Box 1: Screening investigations

  • Full blood count: haemoglobin 106 g/l, leucocyte count 12.0 × 109/l, platelets 92 × 109/l.

  • Urea and electrolytes: sodium 130 mmol/l, potassium 2.4 mmol/l, urea 3.1 mmol/l, creatinine 76 μmol/l.

  • Erythrocyte sedimentation rate and C reactive protein: normal.

  • Liver function tests: albumin 20 g/l, bilirubin 51 μmol/l, alkaline phosphatase 208 IU/l, aspartate aminotransferase 131 IU/l.

  • Prothrombin time: 45.2 sec.

  • Kaolin cephalin clotting time: 99.7 sec (control 39).

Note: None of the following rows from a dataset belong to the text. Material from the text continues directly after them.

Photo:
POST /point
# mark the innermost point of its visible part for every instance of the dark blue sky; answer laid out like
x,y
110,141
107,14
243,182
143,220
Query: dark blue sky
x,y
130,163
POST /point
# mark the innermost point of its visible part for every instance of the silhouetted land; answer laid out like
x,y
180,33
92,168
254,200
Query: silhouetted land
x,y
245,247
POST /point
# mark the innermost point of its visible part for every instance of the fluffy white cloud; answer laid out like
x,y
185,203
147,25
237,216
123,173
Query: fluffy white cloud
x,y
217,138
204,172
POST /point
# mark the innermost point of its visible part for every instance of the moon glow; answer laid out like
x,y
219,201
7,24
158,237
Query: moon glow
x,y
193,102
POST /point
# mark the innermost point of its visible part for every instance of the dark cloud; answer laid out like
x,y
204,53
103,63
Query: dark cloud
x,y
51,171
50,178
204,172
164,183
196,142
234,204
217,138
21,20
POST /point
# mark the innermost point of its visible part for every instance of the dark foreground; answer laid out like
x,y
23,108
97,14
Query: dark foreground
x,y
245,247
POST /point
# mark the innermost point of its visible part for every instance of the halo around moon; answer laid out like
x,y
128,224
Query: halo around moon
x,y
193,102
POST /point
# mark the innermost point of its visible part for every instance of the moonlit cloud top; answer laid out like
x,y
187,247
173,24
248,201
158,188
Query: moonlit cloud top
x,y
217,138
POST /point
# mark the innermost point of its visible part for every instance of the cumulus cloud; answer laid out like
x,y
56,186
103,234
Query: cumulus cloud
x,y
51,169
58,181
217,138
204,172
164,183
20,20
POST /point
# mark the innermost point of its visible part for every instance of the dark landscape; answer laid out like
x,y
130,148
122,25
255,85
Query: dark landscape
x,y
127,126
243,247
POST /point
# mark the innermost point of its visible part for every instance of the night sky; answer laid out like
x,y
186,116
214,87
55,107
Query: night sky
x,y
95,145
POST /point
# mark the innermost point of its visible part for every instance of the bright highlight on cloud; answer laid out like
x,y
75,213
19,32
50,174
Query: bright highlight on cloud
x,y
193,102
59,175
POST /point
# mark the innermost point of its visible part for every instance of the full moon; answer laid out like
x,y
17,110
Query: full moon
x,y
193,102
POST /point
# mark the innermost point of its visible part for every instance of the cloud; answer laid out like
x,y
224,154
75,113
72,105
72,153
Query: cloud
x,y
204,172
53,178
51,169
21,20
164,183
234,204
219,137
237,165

  • Serum immunoglobulins: polyclonal IgG rise.

  • Autoantibody profile: weakly positive smooth muscle antibody (1:10); antinuclear and antimitochondrial antibodies negative.

  • Serum α-fetoprotein and α1-antitrypsin levels normal.

  • Serum B12 1668 ng/l (120–600).

  • Serum folate 7.2 μg/l (1.6–6.0).

  • Serum ferritin 281 μg/l.

  • Serum copper 0.3 mg/l (0.7–1.6).

  • Serum caeruloplasmin 0.06 g/l (0.2–0.45).

  • Stool, urine, and ascitic fluid culture: normal.

  • Viral titres and hepatitis serology: negative.

  • Ascitic fluid: protein 1.2 g/l, glucose 5.4 mmol/l, leucocytes <100/mm3.

  • Abdominal ultrasound: normal liver, spleen, pancreas, and kidneys. Gross ascites and a few dilated, fluid filled bowel loops. Doppler studies indicate normal flow through portal veins. No evidence of Budd-Chiari syndrome.